The Symptoms: A Closer Look
- Mood: Poor sleep hygiene leads to an overactive amygdala (the part of our brain responsible for regulating emotions). Without the ability to objectively process their emotions, the school-aged child can become irritable, cranky, and easily frustrated by simple tasks.
- Behavior: It’s been observed that the symptoms of sleep deprivation and ADHD mirror each other. For ages 6-18, missing out on those 10 hours can lead to an increase in distractibility, impulsivity, and hyperactivity.
- Cognitive Function: Another area of the brain highly influenced by sleep is the prefrontal cortex, one part of the brain that is key in executive functions such as learning and retaining new material. During sleep, new connections are consolidated and strengthened in this region. If this processing time is cut short, our memory, attention span, decision making, and creativity all suffer the consequence.
- Anxiety: Even if your students don’t identify as being “stressed”, it doesn’t mean their bodies aren’t. Increased stress releases cortisol, also known as the “fight or flight” hormone, into the body to support its “survival” functioning. Too much cortisol can trigger anxiety (and shut down other parts of the brain).
Winning the War: Ways to Fight for Better ZZZ’s on Behalf of Kids
- Keep Them Moving: Getting at least an hour of exercise during the day leads to better sleep at night.
- Stay Curious & Positive. If you notice that your child is constantly tired or is receiving reports of falling asleep in class, do some investigating to find out what’s getting in the way. Are they sick? Staying up on social media? Prone to nightmares? Show them you care and encourage positive solutions!
- Just Say “No” to Screen Time: See our upcoming blogs on the evidence-based effects of screen time and encourage children to power down at least one hour before bedtime (more if you’re seeing significant problems). Easier said than done when even homework is digital these days. If you know your kids have a lot of online homework, encourage them to complete it as soon as they get home. This allows more time for play before bed, too! Win-win!
- Avoid Sugar & Caffeine: This one is self-explanatory. We’re trying to shut down the brain, not amp it up. As late afternoon approaches try to minimize sugar/soda/caffeine intake.
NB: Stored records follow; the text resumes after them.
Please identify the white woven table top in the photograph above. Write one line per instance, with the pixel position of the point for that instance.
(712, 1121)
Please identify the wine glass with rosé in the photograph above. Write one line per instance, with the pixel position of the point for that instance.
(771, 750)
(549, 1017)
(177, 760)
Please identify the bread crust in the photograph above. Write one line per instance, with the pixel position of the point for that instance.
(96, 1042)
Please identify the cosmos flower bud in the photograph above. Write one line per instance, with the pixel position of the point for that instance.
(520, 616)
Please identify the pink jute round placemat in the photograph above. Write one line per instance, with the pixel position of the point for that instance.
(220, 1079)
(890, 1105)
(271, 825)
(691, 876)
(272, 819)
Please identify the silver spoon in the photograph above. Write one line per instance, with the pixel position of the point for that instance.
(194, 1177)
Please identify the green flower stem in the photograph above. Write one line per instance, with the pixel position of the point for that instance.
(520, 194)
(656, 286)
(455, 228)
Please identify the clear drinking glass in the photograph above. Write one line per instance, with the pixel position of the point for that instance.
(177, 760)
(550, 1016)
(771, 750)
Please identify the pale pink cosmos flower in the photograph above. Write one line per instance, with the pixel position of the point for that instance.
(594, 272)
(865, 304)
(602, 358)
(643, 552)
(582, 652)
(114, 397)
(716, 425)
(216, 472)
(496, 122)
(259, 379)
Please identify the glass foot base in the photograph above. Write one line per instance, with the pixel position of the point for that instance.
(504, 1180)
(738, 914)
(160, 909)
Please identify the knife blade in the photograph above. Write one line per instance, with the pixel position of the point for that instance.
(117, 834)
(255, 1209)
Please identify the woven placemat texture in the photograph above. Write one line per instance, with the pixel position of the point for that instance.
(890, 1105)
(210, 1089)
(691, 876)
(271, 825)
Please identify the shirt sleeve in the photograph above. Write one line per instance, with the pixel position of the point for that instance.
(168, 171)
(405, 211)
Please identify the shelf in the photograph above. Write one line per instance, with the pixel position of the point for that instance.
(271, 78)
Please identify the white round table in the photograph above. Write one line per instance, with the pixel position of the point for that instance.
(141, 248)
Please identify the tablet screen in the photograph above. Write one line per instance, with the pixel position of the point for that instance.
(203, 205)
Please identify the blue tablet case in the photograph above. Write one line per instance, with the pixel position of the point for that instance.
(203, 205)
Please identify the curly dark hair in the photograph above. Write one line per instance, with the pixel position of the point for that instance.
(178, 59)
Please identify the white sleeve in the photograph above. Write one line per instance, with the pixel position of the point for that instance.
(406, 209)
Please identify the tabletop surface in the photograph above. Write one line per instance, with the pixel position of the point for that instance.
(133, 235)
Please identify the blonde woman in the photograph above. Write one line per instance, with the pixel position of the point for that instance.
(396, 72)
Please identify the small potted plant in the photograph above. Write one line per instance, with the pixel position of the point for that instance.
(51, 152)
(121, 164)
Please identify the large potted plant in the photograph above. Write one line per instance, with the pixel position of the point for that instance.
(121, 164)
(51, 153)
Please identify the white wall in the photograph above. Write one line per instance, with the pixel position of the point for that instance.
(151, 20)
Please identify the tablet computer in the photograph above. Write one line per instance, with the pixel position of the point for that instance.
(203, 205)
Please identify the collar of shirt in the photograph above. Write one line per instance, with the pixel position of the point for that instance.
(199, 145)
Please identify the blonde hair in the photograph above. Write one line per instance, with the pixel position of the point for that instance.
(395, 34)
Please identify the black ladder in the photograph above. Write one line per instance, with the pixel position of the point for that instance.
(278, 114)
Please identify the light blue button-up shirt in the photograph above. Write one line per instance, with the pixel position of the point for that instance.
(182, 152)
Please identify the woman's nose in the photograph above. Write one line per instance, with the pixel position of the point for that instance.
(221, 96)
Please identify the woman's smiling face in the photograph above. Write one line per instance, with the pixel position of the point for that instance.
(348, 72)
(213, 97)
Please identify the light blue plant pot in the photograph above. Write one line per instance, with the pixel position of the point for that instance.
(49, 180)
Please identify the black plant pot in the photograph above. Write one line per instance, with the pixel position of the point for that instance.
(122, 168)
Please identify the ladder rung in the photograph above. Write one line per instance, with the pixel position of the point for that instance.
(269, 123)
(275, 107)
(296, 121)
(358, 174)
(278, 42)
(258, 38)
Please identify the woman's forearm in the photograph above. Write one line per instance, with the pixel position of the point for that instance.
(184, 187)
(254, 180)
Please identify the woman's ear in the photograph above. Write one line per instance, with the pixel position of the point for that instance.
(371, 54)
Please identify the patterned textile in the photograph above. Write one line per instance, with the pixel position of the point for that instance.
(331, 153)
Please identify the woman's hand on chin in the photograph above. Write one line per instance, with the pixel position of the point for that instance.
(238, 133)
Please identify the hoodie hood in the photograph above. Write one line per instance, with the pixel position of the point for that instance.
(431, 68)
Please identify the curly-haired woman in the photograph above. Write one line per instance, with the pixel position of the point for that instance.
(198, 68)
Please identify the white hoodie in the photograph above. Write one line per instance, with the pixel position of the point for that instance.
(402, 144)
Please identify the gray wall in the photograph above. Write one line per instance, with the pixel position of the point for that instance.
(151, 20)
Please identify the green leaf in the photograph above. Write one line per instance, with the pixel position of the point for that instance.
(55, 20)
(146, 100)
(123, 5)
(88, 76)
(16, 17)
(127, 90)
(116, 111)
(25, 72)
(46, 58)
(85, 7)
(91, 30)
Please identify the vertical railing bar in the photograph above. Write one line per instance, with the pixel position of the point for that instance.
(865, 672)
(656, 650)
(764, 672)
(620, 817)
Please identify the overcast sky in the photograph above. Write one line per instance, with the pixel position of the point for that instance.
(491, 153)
- Incorporate Mindfulness: As a bedtime ritual, try doing a family meditation to help power down the body and mind. If only one child seems to struggle, you can either do this in their room with them or as a family to build support as a group. This is a wonderful tool for spending quality time and teaching them to quiet their busy brain. Smiling Mind is a great app and has sleep meditations for different age groups. You can also reference our blog post on teaching calming strategies and incorporate some calming strategies into a bedtime routine.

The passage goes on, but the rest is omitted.